View Source On Gitee

torch.optim.lr_scheduler.StepLR

torch.optim.lr_scheduler.StepLR(
    optimizer,
    step_size,
    gamma=0.1,
    last_epoch=-1
)

For more information, see torch.optim.lr_scheduler.StepLR.

torch.optim.lr_scheduler.MultiStepLR

torch.optim.lr_scheduler.MultiStepLR(
     optimizer,
     milestones,
     gamma=0.1,
     last_epoch=-1
)

For more information, see torch.optim.lr_scheduler.MultiStepLR.

mindspore.nn.piecewise_constant_lr

mindspore.nn.piecewise_constant_lr(
    milestone,
    learning_rates
)

For more information, see mindspore.nn.piecewise_constant_lr.

Differences

PyTorch: torch.optim.lr_scheduler.StepLRcalculates the learning rate by step_size, value of lr will multiply gamma for every fixed step size; torch.optim.lr_scheduler.MultiStepLRccalculates the learning rate by a step size list, value of lr will multiply gamma when the step size is reached in the list. During the training stage, the optimizer is passed to the lr scheduler, which calls the step method to update the current learning rate.

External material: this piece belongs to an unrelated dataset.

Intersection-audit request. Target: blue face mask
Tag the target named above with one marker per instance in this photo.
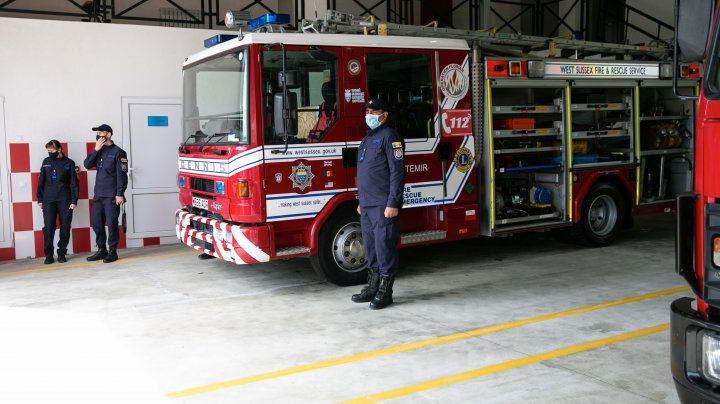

MindSpore: Step size list and the corresponding learning rate value list are passed to the function, and a list of learning rates will be returned as input to the optimizer.

Code Example

from mindspore import nn

# In MindSpore:
milestone = [2, 5, 10]
learning_rates = [0.1, 0.05, 0.01]
output = nn.piecewise_constant_lr(milestone, learning_rates)
print(output)
# Out:
# [0.1, 0.1, 0.05, 0.05, 0.05, 0.01, 0.01, 0.01, 0.01, 0.01]


# In torch:
import numpy as np
import torch
from torch import optim

model = torch.nn.Sequential(torch.nn.Linear(20, 1))
optimizer = optim.SGD(model.parameters(), 0.1)
# step_lr
step_lr = optim.lr_scheduler.StepLR(optimizer, step_size=2, gamma=0.9)
# multi_step_lr
multi_step_lr = optim.lr_scheduler.MultiStepLR(optimizer, milestones=[30, 80], gamma=0.9)